Abstract
Here we report the testing and application of a simple, structure-aware framework to design target-specific screening libraries for drug development. Our approach combines advances in generative artificial intelligence (AI) with conventional molecular docking to rapidly explore chemical space conditioned on the unique physiochemical properties of the active site of a biomolecular target. As a proof-of-concept, we used our framework to construct a focused library for cyclin-dependent kinase type-2 (CDK2). We then used it to rapidly generate a library specific to the active site of the main protease (Mpro) of the SARS-CoV-2 virus, which causes COVID-19. By comparing approved and experimental drugs to compounds in our library, we also identified six drugs, namely, Naratriptan, Etryptamine, Panobinostat, Procainamide, Sertraline, and Lidamidine, as possible SARS-CoV-2 Mpro targeting compounds and, as such, potential drug repurposing candidates. To complement the open-science COVID-19 drug discovery initiatives, we make our SARS-CoV-2 Mpro library fully accessible to the research community (https://github.com/atfrank/SARS-CoV-2).

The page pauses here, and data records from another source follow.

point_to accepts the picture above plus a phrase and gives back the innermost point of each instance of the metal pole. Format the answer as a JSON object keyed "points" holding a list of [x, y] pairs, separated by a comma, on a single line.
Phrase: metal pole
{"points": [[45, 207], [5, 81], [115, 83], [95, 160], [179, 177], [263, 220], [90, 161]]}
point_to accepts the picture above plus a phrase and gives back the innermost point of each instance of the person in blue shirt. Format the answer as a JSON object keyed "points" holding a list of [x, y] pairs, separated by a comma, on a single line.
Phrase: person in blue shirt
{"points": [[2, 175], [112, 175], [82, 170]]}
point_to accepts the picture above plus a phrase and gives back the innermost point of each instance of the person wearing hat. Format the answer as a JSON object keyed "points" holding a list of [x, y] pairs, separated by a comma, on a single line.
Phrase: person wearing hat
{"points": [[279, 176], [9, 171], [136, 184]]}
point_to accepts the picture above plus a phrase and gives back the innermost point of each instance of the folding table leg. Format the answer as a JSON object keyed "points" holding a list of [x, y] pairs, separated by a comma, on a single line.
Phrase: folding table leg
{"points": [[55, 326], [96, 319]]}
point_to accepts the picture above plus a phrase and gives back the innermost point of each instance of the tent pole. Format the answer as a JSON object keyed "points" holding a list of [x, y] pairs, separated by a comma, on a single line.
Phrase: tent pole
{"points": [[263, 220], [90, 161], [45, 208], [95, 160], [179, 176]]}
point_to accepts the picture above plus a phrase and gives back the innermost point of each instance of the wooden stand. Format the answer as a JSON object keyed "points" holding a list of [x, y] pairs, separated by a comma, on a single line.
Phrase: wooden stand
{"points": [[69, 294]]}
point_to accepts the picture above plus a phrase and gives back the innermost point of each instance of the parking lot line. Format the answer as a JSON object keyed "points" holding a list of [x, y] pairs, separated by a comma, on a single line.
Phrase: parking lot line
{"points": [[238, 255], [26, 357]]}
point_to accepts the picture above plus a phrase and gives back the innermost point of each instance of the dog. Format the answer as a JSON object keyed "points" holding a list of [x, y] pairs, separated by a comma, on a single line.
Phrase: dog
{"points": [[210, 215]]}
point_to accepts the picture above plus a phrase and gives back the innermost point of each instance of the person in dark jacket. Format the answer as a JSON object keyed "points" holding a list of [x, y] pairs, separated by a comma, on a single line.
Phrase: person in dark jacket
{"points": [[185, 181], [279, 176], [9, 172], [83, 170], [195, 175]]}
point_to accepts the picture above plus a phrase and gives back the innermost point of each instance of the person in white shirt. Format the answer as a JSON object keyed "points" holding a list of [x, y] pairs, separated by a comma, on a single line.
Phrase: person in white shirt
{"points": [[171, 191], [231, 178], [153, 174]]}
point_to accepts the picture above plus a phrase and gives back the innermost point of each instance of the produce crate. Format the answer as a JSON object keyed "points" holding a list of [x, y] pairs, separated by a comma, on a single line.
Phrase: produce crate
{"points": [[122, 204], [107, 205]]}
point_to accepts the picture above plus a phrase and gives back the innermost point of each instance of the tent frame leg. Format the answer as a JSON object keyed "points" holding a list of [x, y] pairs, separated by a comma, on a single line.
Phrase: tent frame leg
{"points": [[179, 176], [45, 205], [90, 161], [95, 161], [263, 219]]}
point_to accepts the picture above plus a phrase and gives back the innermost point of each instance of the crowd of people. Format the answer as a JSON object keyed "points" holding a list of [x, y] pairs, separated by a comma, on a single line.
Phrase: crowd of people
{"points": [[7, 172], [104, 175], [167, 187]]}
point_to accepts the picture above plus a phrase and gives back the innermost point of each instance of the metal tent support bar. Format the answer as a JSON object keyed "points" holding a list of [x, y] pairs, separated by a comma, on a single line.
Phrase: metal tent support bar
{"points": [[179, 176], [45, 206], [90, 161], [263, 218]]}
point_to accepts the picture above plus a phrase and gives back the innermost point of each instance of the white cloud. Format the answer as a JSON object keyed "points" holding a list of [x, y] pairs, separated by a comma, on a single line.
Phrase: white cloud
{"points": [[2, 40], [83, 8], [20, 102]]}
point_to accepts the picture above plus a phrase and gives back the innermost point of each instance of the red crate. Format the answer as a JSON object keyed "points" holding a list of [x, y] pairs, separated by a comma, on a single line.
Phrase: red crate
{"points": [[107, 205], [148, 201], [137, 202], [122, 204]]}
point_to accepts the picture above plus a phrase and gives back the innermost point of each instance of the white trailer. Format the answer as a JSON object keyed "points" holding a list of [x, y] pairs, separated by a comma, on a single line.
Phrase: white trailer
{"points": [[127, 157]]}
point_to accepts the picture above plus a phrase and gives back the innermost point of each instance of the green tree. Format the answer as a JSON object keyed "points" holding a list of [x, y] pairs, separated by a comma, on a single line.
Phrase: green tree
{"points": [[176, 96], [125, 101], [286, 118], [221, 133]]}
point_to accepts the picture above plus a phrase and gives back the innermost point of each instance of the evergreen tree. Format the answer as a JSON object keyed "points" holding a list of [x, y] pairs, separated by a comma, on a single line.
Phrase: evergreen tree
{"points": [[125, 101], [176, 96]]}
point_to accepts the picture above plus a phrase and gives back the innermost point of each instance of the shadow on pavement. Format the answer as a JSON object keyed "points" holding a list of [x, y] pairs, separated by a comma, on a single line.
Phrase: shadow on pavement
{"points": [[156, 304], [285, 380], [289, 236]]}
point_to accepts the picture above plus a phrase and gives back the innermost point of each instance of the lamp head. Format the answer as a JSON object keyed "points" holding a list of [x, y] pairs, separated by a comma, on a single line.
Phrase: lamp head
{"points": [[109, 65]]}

Developing new drugs is costly and timeconsuming; by some estimates, bringing a new drug to market requires ~13 years at the cost of ~US$1 billion.(1) As such, there is a keen interest in accelerating the drug development pipeline and reduce its cost. In principle, computer-aided drug development can both accelerate and lower the cost of identifying viable drug candidates.(2) For instance, during hit identification, where the goal is to identify small molecules that may bind to the target, one could restrict testing to only the compounds that are predicted to bind to the target with high affinity. However, the computational cost of screening large chemical libraries can still be burdensome. The computation cost of virtual screening could be reduced by working with smaller and more focused, targetspecific virtual libraries, enriched in compounds that are likely to bind to a specific site on the target of interest.(3) Such libraries can be constructed by carrying out de novo design, during which compounds are designed on-the-fly, guided by the unique physiochemical properties of the active site of the target.(4–17) However, because of the difficulty in formalizing diverse reaction rules and implementing robust algorithms to intelligently apply them, up to this point, such de novo design frameworks often produce synthetically inaccessible compounds.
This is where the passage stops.